The students who have recently left T.M. Landry for college have had varying degrees of success, but parents who have since had their kids assessed found that most were behind grade level.
The Times reports that Dodie Thomas, a T.M. Landry grandmother, said she discovered that her six-year-old granddaughter had never learned phonics and that she could not read. She recounted that her grandchild played with Legos most of the day.

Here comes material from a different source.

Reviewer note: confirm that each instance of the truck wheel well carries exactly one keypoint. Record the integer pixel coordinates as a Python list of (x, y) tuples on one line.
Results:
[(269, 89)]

“I feel like I’ve paid for a high-priced babysitter,” Ms. Thomas said.
While Landry pointed to student success with ACT prep, it seems like that’s all they focused on.
“If it wasn’t on the ACT, I didn’t know it,” Bryson Sassau told the Times.
Of seeing the glaring issues the school had, Bryson’s brother Tyler told the Times, “It was like building a house on water.”
The first year of college can be uniquely tough for black students, particularly those from low-income households, so coming out of such an unstable educational environment can’t have helped. And there are more and more cases of black students coming out and saying they don’t always get the resources they need when they are struggling, so I sincerely hope they find some way to get any help they may need.
My summary can’t really do justice to the absurd extent to which T.M. Landry mismanaged and outright failed students. Read Erica Green and Katie Benner’s report at the Times for more. This is really just the tip of the iceberg, and it’s terrifying.